Public transport in Guangzhou


Train for getting around in GuangzhouGuangzhou has an established public transport system consisting of the subway, buses and trains.

Expats planning on using public transport in Guangzhou on a regular basis should acquire a Yang Cheng Tong Card, which is a multi-purpose transit card that allows commuters to easily and conveniently transfer between different modes of transport, including buses, taxis, the subway and ferries. It is also accepted as payment at certain convenience stores.

 

Buses

Catching the bus is the cheapest method of getting around in Guangzhou. Passengers can pay with a transit card or with exact fare, although expats would need to know where they are going as few drivers can speak English, and bus stops are usually in Chinese.


The Bus Rapid Transit (BRT) system follows routes along isolated lanes as well as normal roads. The BRT network is often faster than normal buses and is useful for getting to inner-city areas not serviced by the subway.


Metro

Guangzhou has a comprehensive subway system connecting the city centre to the outer suburbs. The airport is also connected to the city via the Guangzhou Metro.

The easiest and cheapest way to ride the subway is to purchase a Yang Cheng Tong Card at a metro station, although it is also possible to buy individual tickets from vending machines at the stations. The metro is generally efficient, with English translations of signs and maps in many stations.


Trains

Train travel in Guangzhou is primarily used for travelling longer distances. It is possible to catch a train from East Railway Station to Hong Kong on trains operated as part of the Hong Kong MTR. The Guangzhou Railway Station, on the other hand, offers routes to cities such as Shenzhen and Beijing.


Taxis

Taxis in Guangzhou are affordable for short distances, but most drivers don’t speak English. Expat commuters should either show the driver a business card of somewhere near the place they want to go to or have the address written out in Chinese. Given the city’s size, it is often best to go to a landmark or intersection close to the final destination. Some drivers may get lost outside the areas they are familiar with.

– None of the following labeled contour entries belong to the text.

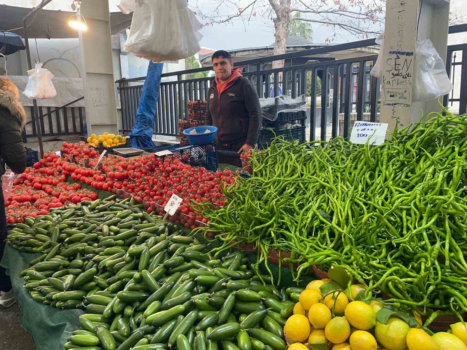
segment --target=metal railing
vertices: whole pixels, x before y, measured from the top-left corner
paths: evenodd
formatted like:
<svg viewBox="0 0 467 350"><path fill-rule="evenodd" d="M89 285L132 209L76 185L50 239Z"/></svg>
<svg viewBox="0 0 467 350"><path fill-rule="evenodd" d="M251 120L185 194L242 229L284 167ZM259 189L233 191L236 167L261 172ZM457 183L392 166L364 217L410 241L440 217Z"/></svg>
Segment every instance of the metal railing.
<svg viewBox="0 0 467 350"><path fill-rule="evenodd" d="M449 28L450 34L466 31L467 24ZM269 97L271 91L274 96L278 96L280 91L283 94L292 98L305 94L311 100L310 112L308 114L310 117L308 134L310 140L318 138L325 140L338 135L347 137L351 121L375 121L378 117L381 83L379 78L369 74L377 56L314 62L274 69L263 70L262 67L264 63L274 61L375 44L374 39L362 40L259 57L237 62L235 66L244 67L243 76L256 87L260 98ZM449 46L447 54L446 70L453 82L454 91L444 97L444 104L447 105L449 104L457 104L459 112L465 113L467 106L467 44ZM461 60L456 61L455 58L458 59L461 55ZM311 60L312 59L310 57ZM458 66L460 66L461 72L459 71ZM207 77L184 79L182 77L185 75L209 71L212 69L211 67L204 67L162 75L163 80L164 78L176 80L163 81L161 84L154 126L155 134L170 136L178 134L178 120L187 119L187 102L207 99L211 81L213 78ZM317 88L318 78L321 81L320 91L318 91ZM133 128L145 79L145 77L142 77L124 78L116 82L120 96L121 131L123 132L129 133ZM320 93L320 106L317 103L317 97Z"/></svg>

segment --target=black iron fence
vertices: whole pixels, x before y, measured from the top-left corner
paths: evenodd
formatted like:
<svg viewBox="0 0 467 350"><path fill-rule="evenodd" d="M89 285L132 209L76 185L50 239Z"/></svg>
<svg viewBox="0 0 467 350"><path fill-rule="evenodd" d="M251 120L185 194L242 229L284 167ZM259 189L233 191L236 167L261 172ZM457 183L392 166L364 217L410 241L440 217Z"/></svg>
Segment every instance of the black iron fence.
<svg viewBox="0 0 467 350"><path fill-rule="evenodd" d="M467 24L452 26L450 34L467 31ZM342 50L367 47L375 44L374 39L327 46L284 55L260 57L235 63L244 67L243 76L256 87L260 98L284 95L295 98L305 95L309 101L310 140L323 140L347 135L355 120L376 120L380 111L381 84L379 78L370 75L376 55L263 70L266 63L306 56ZM467 44L448 47L447 71L454 90L444 98L445 105L451 105L455 112L465 113L467 106ZM310 60L313 60L310 57ZM179 119L188 116L186 103L206 99L212 77L184 79L186 75L207 72L210 67L164 73L162 75L157 101L156 134L178 134ZM129 133L133 128L145 77L118 80L121 106L121 130ZM173 79L165 81L166 79ZM319 83L321 89L317 89ZM457 110L456 110L457 109ZM308 135L307 135L308 136Z"/></svg>

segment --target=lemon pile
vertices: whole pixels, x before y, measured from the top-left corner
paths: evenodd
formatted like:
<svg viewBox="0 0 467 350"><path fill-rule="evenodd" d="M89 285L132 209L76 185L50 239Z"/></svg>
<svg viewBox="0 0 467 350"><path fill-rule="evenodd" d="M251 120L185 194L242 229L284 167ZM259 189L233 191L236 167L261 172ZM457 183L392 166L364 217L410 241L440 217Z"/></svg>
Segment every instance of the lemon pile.
<svg viewBox="0 0 467 350"><path fill-rule="evenodd" d="M103 146L107 147L114 147L119 145L125 145L127 143L127 139L121 135L104 133L99 136L93 133L87 138L86 141L90 146L98 147L99 144L101 143Z"/></svg>
<svg viewBox="0 0 467 350"><path fill-rule="evenodd" d="M467 350L467 329L462 322L451 325L451 333L432 336L422 329L421 318L415 312L416 328L395 316L384 324L376 320L382 302L355 301L363 286L352 285L323 297L319 287L329 280L312 281L300 293L284 328L292 343L288 350L308 350L305 345L329 343L334 344L333 350Z"/></svg>

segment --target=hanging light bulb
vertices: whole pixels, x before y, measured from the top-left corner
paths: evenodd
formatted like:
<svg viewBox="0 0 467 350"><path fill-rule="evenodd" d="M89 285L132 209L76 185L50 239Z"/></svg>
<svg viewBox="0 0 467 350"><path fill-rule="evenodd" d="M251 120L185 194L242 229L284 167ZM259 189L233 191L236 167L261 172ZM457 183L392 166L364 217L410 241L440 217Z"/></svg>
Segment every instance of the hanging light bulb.
<svg viewBox="0 0 467 350"><path fill-rule="evenodd" d="M87 24L84 16L81 14L81 3L80 0L75 0L71 4L71 8L77 9L76 14L73 14L68 19L68 25L74 29L84 31L87 30Z"/></svg>

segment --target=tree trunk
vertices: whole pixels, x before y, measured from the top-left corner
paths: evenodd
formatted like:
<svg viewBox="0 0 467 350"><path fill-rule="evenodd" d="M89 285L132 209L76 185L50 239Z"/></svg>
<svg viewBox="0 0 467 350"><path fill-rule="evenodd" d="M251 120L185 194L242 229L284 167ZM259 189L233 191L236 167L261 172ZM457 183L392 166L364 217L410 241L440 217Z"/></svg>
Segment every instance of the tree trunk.
<svg viewBox="0 0 467 350"><path fill-rule="evenodd" d="M276 12L276 14L277 17L274 20L274 28L276 29L274 33L276 42L273 51L273 55L274 55L285 53L287 37L289 36L289 24L290 22L289 13L286 9L283 8L282 7ZM272 63L273 68L281 68L283 66L283 60L275 61Z"/></svg>

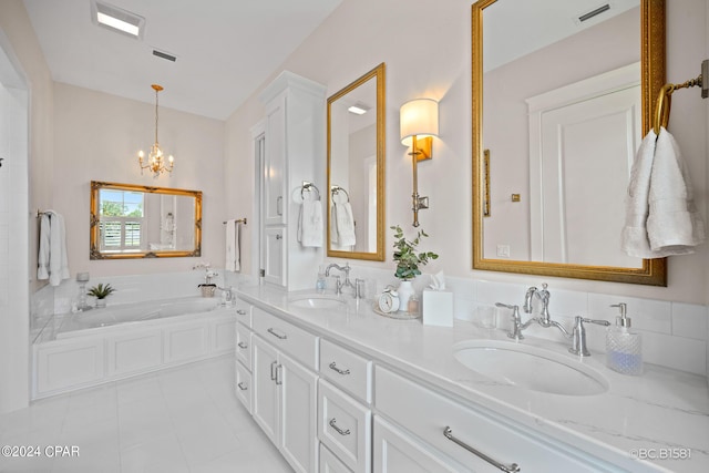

Taxis are metered, and passengers should make sure they get a receipt for the trip in case there are any discrepancies. Some accept the Yang Cheng Tong card, but most drivers prefer cash. Taxis are colour coordinated, and the newer yellow ones are considered most reliable.
 

Driving in Guangzhou

 

Driving in Guangzhou is not quite free-for-all chaos but expats who want to drive in the city should consider it carefully. The congested traffic of China’s heavily populated cities is daunting and potentially dangerous for the uninitiated.

 

It is also difficult for foreigners to legally drive in the country. Their home driving licence or International Driver’s Permit (IDP) won’t be recognised in China, which means they will have to get a Chinese licence before they can drive.

 

Despite its size, road signs in Guangzhou are rarely translated to English, making it even more challenging for foreigners to get around the city.

 

Not only does the good public transport in Guangzhou mean that owning a car is often unnecessary, it is also possible to rent a car with a driver, a common practice in China.

 

Bicycles and scooters in Guangzhou


Scooters, including electric motorbikes, are a cheap and popular method of getting around Guangzhou and are even available in supermarkets. They can, however, be dangerous in Guangzhou’s chaotic traffic and are banned from the city centre along with motorcycles.


Unfortunately, cycling infrastructure in the city is lacking. Bicycles are often unsuitable for longer distances since they are not allowed on major roads, and cannot be ridden in the tunnels beneath the river or on bridges.